Alerte précoce

Le signal faible détecté avant la crise

Les communautés savent souvent qu'une crise arrive avant les services qui doivent y répondre. Elles voient la rivière monter, elles sentent la tension changer, elles multiplient les consultations sur un même sujet. Le problème n'est pas l'absence de signaux, c'est qu'ils n'arrivent pas à temps aux bonnes personnes. Le système d'alerte précoce du SOLIS bot capte ces signaux faibles et les fait remonter, en temps réel, à vos équipes.

Comment ça marche

Le bot surveille en silence trois types de signaux :

  • un pic de consultations sur une rubrique, par exemple des dizaines de personnes qui ouvrent « itinéraires d'évacuation » à trois heures du matin,
  • des signalements convergents de plusieurs relais communautaires sur un même événement,
  • un volume anormal de messages entrants sur une zone.

Quand un seuil est franchi, vos équipes reçoivent une notification, ciblée sur les sujets que vous avez choisi de suivre : eau, sécurité alimentaire, protection, MEAL. Un exemple réel, dans la vallée du Logone au Cameroun :

[ALERTE] 3 signalements de montée des eaux reçus ce matin dans la zone Logone-Birni. Villages : Doumrou, Kousséri-Rural, Fotokol-Nord. Voir le tableau de bord pour les détails.

Une heure après cette notification, après validation, 847 foyers de la zone recevaient l'alerte inondation.

Le principe non négociable : le bot ne décide jamais seul

Chaque alerte passe par une validation humaine, selon un protocole d'escalade écrit à l'avance : qui valide, en combien de temps, qui déclenche la diffusion. Dans les formulaires de signalement, une question « des personnes sont-elles en danger immédiat ? » déclenche, en cas de réponse positive, une notification directe au coordinateur programme pour revue humaine. La technologie détecte, l'humanitaire décide. Toujours.

Le réseau qui rend cela possible

La force du dispositif tient à ses points focaux communautaires. Des relais de confiance, identifiés dans chaque village, reçoivent un rôle spécifique dans le bot qui leur ouvre des formulaires de signalement dédiés, invisibles pour les bénéficiaires ordinaires.
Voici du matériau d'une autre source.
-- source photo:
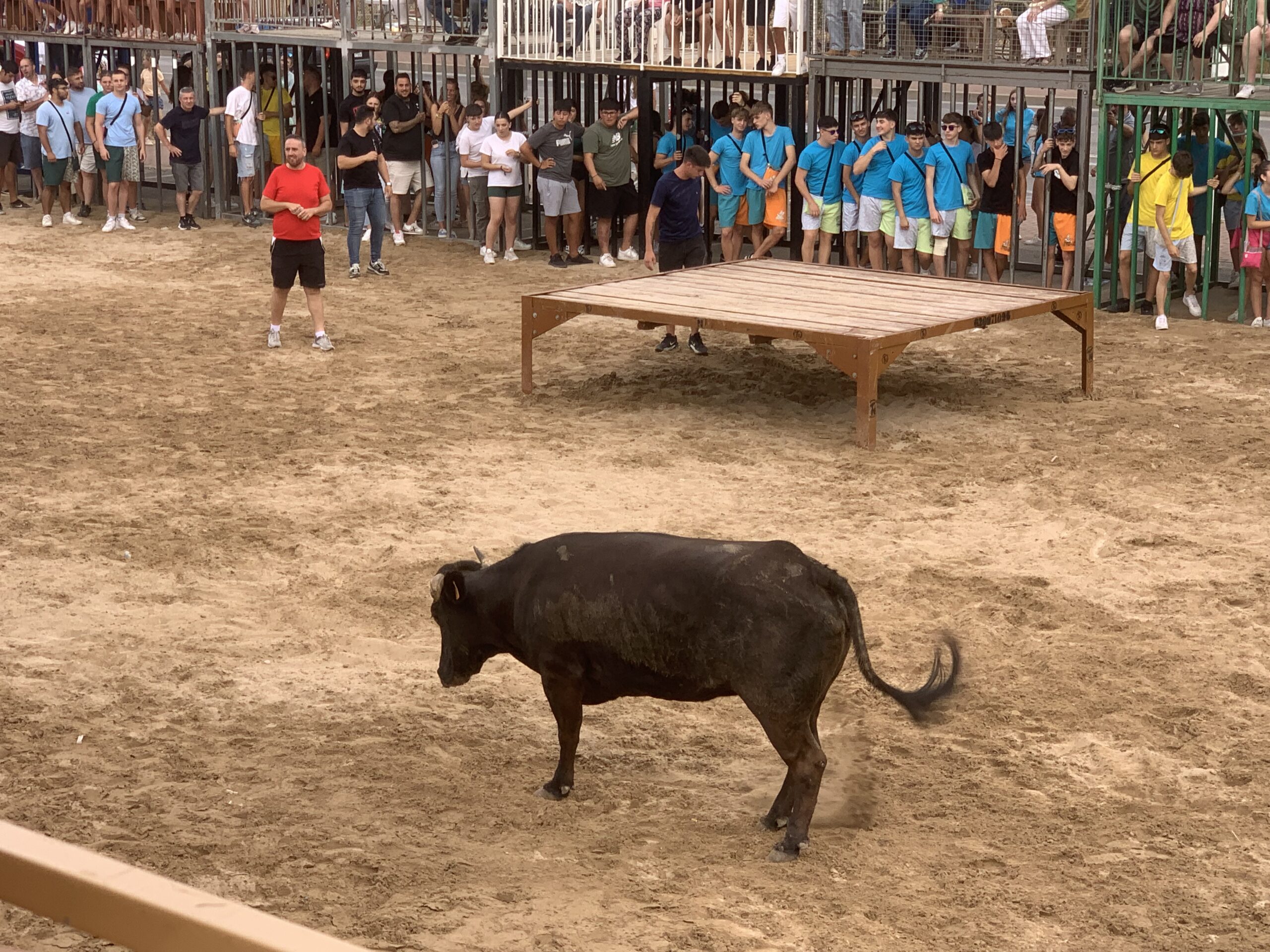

Ils deviennent, selon les mots de nos équipes, « vos capteurs terrain les plus précieux » : des yeux là où aucune équipe ne peut se rendre, 24h/24. Un réseau de trente relais qui envoient huit rapports sur dix bat un réseau de cinq relais parfaits mais isolés.

Ce que ça change

L'alerte précoce déplace la ligne entre subir et anticiper. Là où une information de terrain mettait des jours à remonter, quand elle remontait, elle parvient désormais aux équipes en quelques minutes, avant même qu'un agent soit au courant. Dans un contexte de préparation aux catastrophes, ces quelques heures gagnées peuvent changer l'issue d'une saison des pluies.

Pour un dispositif qui tient

  • Documentez le protocole d'escalade par écrit, avant la saison à risque. Qui valide l'alerte, en combien de temps, qui diffuse si le référent n'est pas joignable.
  • Calibrez la fréquence des rapports au contexte : hebdomadaire en période calme, tous les deux jours en saison des pluies. Le bot permet d'ajuster les rappels en quelques clics.
  • Formez un relais suppléant dans chaque village. Si le point focal principal perd son téléphone ou s'absente, le réseau ne doit pas s'effondrer.
  • Affinez les seuils après deux semaines. Vous aurez alors une idée du volume de consultation « normal », et pourrez régler le seuil d'alerte au plus juste.